Une manière de décortiquer, encore une fois, les mécaniques du racisme ordinaire par le biais de l’humour. La cofondatrice des Indivisibles n’hésite pas à s’exprimer de manière familière:
«Le débat sur le foulard me soûle. Je trouve qu’il y a une forme d’hystérie à ce sujet.» Ou encore: «Ce n’est pas un kiff que de militer. Le militantisme antiraciste professionnel, je pourrais m’en passer…»
Elle combat le racisme, mais dit n’en avoir jamais été victime:
«Je n’ai jamais été traitée de "sale noire" [...] Le fait que je sois noire n’est pas un élément qui prime sur le reste. Quand je me lève le matin, je ne me détermine pas rapport à ça.»
Petites ambiguïtés
Rokhaya Diallo revendique sa «francité», mais clame tout son attachement au Sénégal, dont sont originaires ses parents. Elle a d’ailleurs le projet de demander la nationalité sénégalaise «pour résister à tout le débat sur la binationalité en France». Elle n'était pas allée à Dakar depuis ses 15-16 ans, mais y est retournée en décembre 2010, à l’occasion du Festival mondial des Arts nègres.
Elle dit comprendre le wolof (la langue la plus parlée au Sénégal), même si elle n'a jamais appris à le parler. «Je me suis toujours senti des liens avec l’Afrique», affirme-t-elle. Et d’évoquer l’œuvre du cinéaste Sembène Ousmane ou de la romancière et essayiste malienne Aminata Traoré.
Rokhaya Diallo surprend aussi quand, au cours de la conversation, elle lâche le mot «intégration»:
«Mes parents nous ont donné, à mon frère et moi, des outils pour nous "intégrer" comme des petits Français». Avant de préciser, en pesant les mots, qu’elle utilise ce terme du point de vue de ses parents, «primo-arrivants en France à l’époque, et qui estimaient qu’il y avait un nécessaire processus d’intégration. Ils ont changé d’avis depuis le temps».
De ses parents, venus de Gambie et du Sénégal, la jeune Rokhaya dit avoir retenu un principe qui guide son engagement aujourd’hui:
«Ne jamais se laisser faire.»
Un principe qui lui sert donc dans ses actions militantes mais aussi lors de débats avec des grosses pointures de la politique comme Henri Guaino, conseiller politique du président français Nicolas Sarkozy.
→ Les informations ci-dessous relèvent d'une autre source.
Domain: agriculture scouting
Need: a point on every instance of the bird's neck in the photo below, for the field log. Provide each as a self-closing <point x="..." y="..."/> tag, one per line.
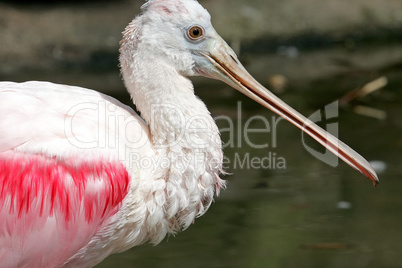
<point x="185" y="138"/>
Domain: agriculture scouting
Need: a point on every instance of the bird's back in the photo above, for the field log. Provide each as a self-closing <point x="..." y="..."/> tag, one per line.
<point x="63" y="175"/>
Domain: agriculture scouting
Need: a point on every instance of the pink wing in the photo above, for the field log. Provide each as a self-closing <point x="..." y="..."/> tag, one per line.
<point x="53" y="198"/>
<point x="51" y="208"/>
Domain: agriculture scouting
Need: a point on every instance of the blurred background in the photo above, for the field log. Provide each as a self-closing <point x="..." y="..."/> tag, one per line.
<point x="310" y="53"/>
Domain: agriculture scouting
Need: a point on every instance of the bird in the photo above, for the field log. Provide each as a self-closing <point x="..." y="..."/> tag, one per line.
<point x="83" y="176"/>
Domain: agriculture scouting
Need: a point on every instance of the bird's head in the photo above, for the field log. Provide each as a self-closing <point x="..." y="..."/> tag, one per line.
<point x="179" y="34"/>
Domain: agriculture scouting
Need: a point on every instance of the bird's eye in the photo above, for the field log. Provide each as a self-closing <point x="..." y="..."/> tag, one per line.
<point x="195" y="33"/>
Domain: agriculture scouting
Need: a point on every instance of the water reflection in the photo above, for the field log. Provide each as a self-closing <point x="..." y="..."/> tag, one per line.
<point x="307" y="214"/>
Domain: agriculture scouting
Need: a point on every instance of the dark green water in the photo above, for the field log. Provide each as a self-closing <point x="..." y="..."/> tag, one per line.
<point x="301" y="212"/>
<point x="308" y="213"/>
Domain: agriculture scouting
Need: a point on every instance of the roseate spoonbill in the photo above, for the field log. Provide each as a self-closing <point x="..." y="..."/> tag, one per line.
<point x="82" y="176"/>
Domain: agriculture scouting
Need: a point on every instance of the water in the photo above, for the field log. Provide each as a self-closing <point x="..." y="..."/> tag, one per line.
<point x="306" y="214"/>
<point x="301" y="213"/>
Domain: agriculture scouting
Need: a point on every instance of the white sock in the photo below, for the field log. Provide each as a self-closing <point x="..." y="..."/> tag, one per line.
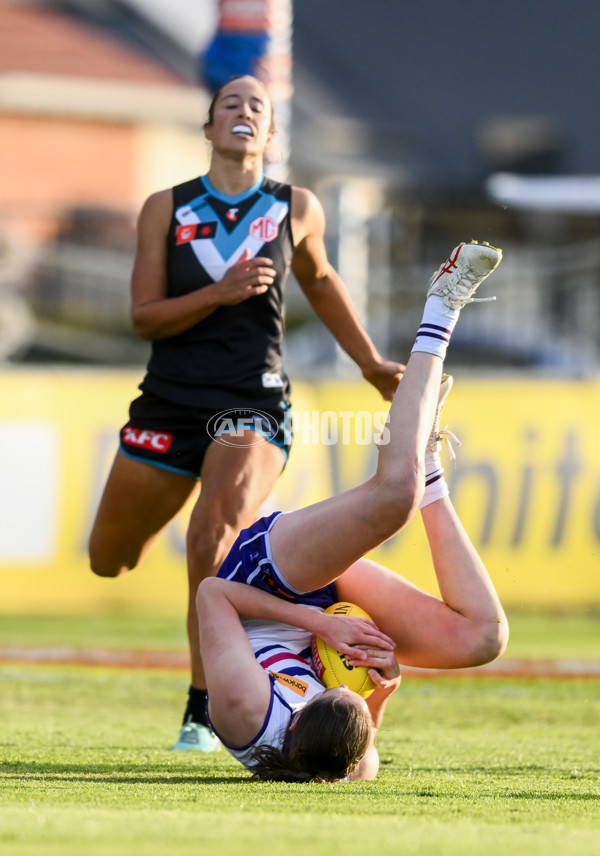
<point x="436" y="327"/>
<point x="435" y="483"/>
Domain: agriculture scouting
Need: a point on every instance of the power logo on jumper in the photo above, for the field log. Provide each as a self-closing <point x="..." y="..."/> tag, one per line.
<point x="155" y="441"/>
<point x="195" y="231"/>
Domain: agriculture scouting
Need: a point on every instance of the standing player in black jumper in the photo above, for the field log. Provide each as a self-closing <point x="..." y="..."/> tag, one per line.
<point x="207" y="289"/>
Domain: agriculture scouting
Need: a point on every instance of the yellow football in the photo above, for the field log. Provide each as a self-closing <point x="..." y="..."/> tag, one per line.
<point x="332" y="667"/>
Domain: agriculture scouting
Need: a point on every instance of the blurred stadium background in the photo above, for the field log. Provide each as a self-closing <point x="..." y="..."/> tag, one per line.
<point x="418" y="125"/>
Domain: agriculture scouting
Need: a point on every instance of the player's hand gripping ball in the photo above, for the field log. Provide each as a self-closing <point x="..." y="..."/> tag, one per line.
<point x="332" y="668"/>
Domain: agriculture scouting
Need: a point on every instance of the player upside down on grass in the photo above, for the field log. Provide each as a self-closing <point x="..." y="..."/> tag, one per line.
<point x="264" y="699"/>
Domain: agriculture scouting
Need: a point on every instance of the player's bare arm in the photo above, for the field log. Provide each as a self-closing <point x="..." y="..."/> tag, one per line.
<point x="328" y="296"/>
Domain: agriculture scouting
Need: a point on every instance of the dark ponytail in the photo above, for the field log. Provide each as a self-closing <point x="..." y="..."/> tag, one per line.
<point x="328" y="740"/>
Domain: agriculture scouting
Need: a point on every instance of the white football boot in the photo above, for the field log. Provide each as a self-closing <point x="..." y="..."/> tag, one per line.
<point x="463" y="272"/>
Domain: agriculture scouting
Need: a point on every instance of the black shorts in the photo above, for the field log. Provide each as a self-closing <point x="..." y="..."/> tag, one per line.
<point x="176" y="437"/>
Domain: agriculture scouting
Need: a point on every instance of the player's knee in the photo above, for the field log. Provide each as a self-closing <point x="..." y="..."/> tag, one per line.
<point x="103" y="564"/>
<point x="398" y="494"/>
<point x="491" y="639"/>
<point x="206" y="549"/>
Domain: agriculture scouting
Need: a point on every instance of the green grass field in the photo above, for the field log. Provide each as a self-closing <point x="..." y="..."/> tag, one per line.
<point x="469" y="765"/>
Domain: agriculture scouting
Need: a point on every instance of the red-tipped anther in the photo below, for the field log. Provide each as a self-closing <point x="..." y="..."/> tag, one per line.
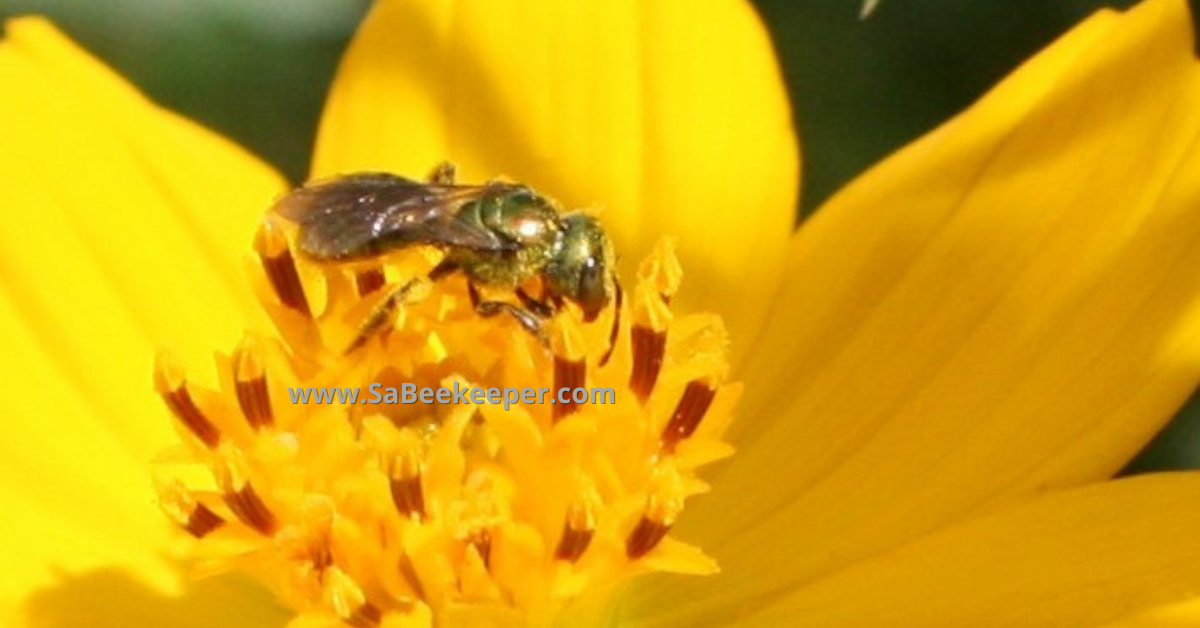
<point x="365" y="616"/>
<point x="649" y="347"/>
<point x="250" y="381"/>
<point x="577" y="531"/>
<point x="173" y="388"/>
<point x="281" y="268"/>
<point x="369" y="280"/>
<point x="570" y="375"/>
<point x="202" y="521"/>
<point x="618" y="295"/>
<point x="481" y="540"/>
<point x="406" y="486"/>
<point x="251" y="510"/>
<point x="688" y="414"/>
<point x="645" y="537"/>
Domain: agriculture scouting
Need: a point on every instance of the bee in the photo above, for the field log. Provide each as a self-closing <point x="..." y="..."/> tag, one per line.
<point x="498" y="234"/>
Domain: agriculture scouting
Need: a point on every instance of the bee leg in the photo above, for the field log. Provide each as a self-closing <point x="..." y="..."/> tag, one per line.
<point x="528" y="320"/>
<point x="443" y="173"/>
<point x="382" y="315"/>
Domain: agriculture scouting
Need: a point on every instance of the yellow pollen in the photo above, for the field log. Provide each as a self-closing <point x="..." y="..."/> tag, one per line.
<point x="456" y="512"/>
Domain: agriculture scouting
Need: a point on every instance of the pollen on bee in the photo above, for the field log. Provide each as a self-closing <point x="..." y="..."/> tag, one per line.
<point x="406" y="514"/>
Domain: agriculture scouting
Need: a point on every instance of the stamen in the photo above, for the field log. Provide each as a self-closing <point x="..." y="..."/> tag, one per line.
<point x="280" y="268"/>
<point x="571" y="375"/>
<point x="406" y="486"/>
<point x="481" y="539"/>
<point x="649" y="347"/>
<point x="370" y="280"/>
<point x="618" y="295"/>
<point x="250" y="509"/>
<point x="195" y="518"/>
<point x="651" y="528"/>
<point x="306" y="489"/>
<point x="202" y="521"/>
<point x="577" y="532"/>
<point x="688" y="414"/>
<point x="250" y="380"/>
<point x="173" y="387"/>
<point x="365" y="616"/>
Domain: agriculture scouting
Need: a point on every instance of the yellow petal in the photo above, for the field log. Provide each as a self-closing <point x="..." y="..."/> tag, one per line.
<point x="124" y="227"/>
<point x="1079" y="558"/>
<point x="123" y="231"/>
<point x="669" y="117"/>
<point x="1006" y="306"/>
<point x="1182" y="615"/>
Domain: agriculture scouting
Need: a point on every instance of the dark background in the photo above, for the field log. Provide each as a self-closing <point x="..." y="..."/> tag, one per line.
<point x="257" y="71"/>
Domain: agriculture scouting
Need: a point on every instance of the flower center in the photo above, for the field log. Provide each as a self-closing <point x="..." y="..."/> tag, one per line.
<point x="317" y="465"/>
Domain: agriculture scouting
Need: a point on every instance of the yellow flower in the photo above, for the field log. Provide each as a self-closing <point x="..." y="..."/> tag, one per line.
<point x="941" y="369"/>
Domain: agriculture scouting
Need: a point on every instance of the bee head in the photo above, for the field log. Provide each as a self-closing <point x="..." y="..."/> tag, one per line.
<point x="581" y="268"/>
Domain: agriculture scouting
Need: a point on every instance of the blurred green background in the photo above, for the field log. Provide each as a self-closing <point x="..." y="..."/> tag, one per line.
<point x="258" y="70"/>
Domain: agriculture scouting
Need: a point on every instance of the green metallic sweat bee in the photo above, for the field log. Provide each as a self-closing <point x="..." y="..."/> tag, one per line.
<point x="498" y="234"/>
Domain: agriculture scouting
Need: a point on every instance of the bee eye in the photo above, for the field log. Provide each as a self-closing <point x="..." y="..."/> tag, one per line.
<point x="589" y="293"/>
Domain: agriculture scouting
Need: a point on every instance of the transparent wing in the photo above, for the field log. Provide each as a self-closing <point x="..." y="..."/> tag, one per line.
<point x="363" y="215"/>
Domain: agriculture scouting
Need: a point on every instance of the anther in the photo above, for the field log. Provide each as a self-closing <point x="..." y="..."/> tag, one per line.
<point x="406" y="486"/>
<point x="570" y="375"/>
<point x="250" y="509"/>
<point x="652" y="527"/>
<point x="689" y="412"/>
<point x="481" y="539"/>
<point x="365" y="616"/>
<point x="281" y="268"/>
<point x="193" y="516"/>
<point x="173" y="388"/>
<point x="250" y="381"/>
<point x="202" y="521"/>
<point x="618" y="294"/>
<point x="649" y="347"/>
<point x="369" y="280"/>
<point x="577" y="531"/>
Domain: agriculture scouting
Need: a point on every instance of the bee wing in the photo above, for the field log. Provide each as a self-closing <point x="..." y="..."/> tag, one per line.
<point x="363" y="215"/>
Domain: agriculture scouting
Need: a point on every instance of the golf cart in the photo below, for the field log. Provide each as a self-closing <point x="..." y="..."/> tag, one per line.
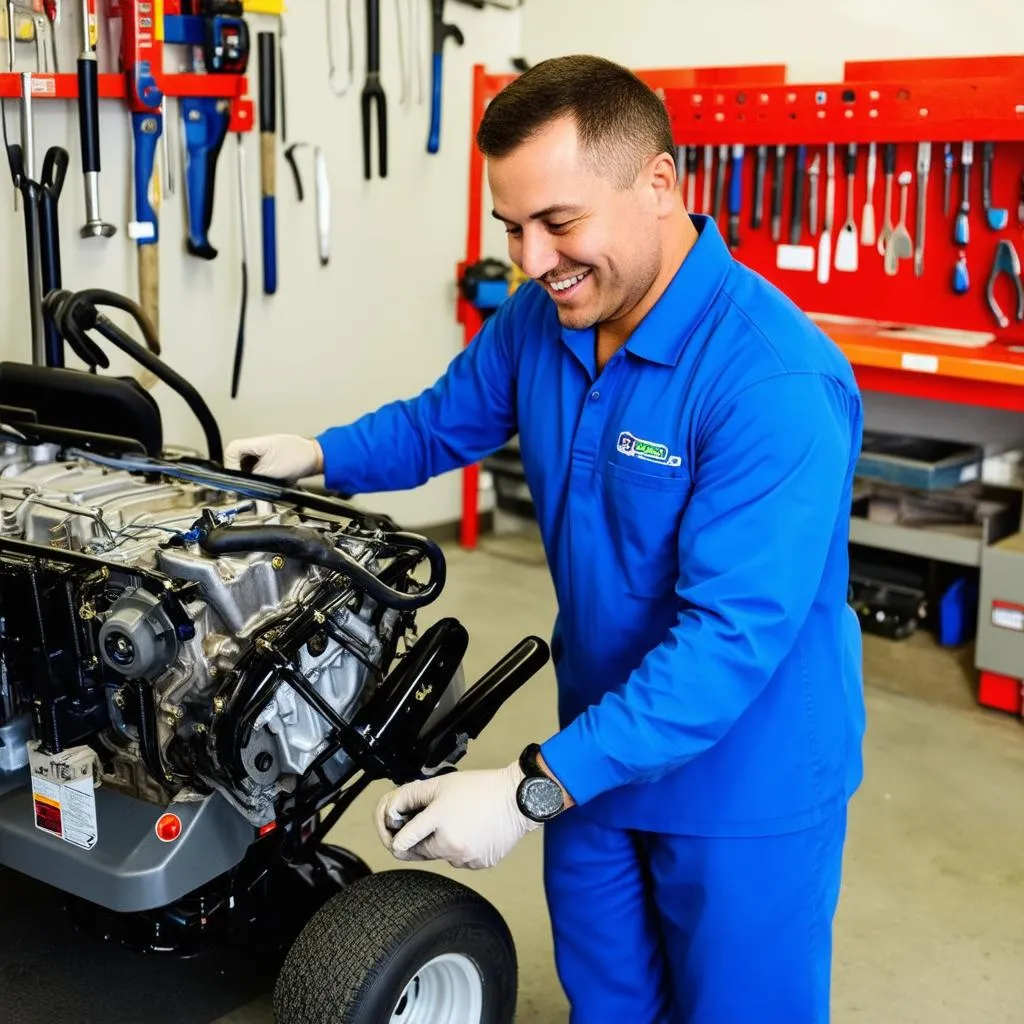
<point x="200" y="671"/>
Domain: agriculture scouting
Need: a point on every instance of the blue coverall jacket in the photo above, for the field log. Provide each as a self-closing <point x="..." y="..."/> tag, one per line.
<point x="694" y="501"/>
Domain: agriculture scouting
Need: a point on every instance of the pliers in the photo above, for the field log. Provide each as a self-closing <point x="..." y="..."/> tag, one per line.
<point x="373" y="92"/>
<point x="1006" y="261"/>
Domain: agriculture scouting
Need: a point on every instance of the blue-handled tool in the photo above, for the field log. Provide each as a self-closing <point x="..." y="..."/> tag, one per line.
<point x="797" y="214"/>
<point x="268" y="157"/>
<point x="735" y="195"/>
<point x="962" y="279"/>
<point x="206" y="121"/>
<point x="962" y="227"/>
<point x="1007" y="261"/>
<point x="997" y="217"/>
<point x="439" y="34"/>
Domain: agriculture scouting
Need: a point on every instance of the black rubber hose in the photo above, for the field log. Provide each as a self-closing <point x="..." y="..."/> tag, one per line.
<point x="77" y="312"/>
<point x="310" y="546"/>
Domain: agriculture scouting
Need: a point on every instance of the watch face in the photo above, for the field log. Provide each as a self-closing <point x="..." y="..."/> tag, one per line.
<point x="541" y="798"/>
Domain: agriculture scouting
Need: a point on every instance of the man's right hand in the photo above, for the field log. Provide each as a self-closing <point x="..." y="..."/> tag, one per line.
<point x="282" y="457"/>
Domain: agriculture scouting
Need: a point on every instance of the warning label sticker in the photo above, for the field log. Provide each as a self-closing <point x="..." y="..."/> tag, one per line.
<point x="67" y="809"/>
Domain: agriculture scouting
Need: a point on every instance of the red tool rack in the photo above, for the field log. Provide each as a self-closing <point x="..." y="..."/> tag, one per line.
<point x="148" y="45"/>
<point x="868" y="312"/>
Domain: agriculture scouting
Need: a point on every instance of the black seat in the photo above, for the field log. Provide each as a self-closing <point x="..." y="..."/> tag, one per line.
<point x="86" y="403"/>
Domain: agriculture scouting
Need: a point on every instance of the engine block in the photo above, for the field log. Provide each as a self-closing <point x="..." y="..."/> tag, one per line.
<point x="119" y="629"/>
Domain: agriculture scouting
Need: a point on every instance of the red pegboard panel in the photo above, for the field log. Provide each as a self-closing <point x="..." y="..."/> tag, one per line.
<point x="903" y="112"/>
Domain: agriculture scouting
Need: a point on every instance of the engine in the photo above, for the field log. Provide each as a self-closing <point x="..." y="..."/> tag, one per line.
<point x="192" y="637"/>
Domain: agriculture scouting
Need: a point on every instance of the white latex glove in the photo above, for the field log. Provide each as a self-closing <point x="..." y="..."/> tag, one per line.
<point x="468" y="818"/>
<point x="283" y="457"/>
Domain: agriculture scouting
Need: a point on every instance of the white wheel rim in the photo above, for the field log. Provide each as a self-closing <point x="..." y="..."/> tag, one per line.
<point x="445" y="990"/>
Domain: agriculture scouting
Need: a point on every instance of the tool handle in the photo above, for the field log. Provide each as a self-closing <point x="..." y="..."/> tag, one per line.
<point x="889" y="159"/>
<point x="269" y="245"/>
<point x="267" y="53"/>
<point x="736" y="180"/>
<point x="31" y="194"/>
<point x="144" y="159"/>
<point x="434" y="141"/>
<point x="440" y="32"/>
<point x="88" y="112"/>
<point x="759" y="187"/>
<point x="735" y="195"/>
<point x="777" y="184"/>
<point x="962" y="280"/>
<point x="206" y="128"/>
<point x="962" y="229"/>
<point x="323" y="206"/>
<point x="148" y="284"/>
<point x="54" y="171"/>
<point x="987" y="155"/>
<point x="293" y="163"/>
<point x="799" y="174"/>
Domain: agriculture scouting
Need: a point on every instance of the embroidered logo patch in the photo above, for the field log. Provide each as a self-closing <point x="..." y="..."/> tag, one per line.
<point x="636" y="448"/>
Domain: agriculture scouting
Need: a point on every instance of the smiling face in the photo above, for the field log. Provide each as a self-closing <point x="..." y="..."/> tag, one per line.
<point x="598" y="250"/>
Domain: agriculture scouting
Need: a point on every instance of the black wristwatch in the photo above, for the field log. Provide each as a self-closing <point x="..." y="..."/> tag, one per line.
<point x="540" y="798"/>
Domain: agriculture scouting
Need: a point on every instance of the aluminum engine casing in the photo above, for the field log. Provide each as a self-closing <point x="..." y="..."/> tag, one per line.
<point x="126" y="520"/>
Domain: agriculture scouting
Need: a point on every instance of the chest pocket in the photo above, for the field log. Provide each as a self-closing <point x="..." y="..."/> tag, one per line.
<point x="644" y="509"/>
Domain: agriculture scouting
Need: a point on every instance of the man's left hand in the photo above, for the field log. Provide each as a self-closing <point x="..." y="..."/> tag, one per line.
<point x="468" y="818"/>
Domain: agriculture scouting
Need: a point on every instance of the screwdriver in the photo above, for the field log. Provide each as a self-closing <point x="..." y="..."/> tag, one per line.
<point x="962" y="228"/>
<point x="759" y="187"/>
<point x="735" y="195"/>
<point x="51" y="8"/>
<point x="947" y="176"/>
<point x="776" y="199"/>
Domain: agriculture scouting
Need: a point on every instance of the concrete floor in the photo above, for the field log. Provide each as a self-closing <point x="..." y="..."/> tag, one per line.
<point x="931" y="922"/>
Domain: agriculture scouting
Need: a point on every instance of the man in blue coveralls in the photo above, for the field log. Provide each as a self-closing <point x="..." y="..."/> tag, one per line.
<point x="689" y="438"/>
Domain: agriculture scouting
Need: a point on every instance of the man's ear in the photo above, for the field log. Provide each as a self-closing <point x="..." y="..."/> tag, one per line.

C’est peut-être aussi ce qui la pousse à cosigner, en juin 2010, dans le quotidien français Libération, une tribune dans laquelle elle apporte son soutien à cinq jeunes de banlieue accusés d’avoir tiré sur des policiers. Le texte, d’une rare violence, est vivement critiqué.
C’est peut-être, enfin, ce principe qui la pousse à rejeter le terme de «diversité», de plus en plus utilisé dans l'Hexagone pour évoquer les Français d’origine étrangère:
«Je n’aime pas ce mot, parce qu’il ne veut rien dire. On a l’impression que c’est d’un pays étranger qu’on parle quand on évoque la diversité. Alors qu'en principe, tout le monde devrait y être inclus.»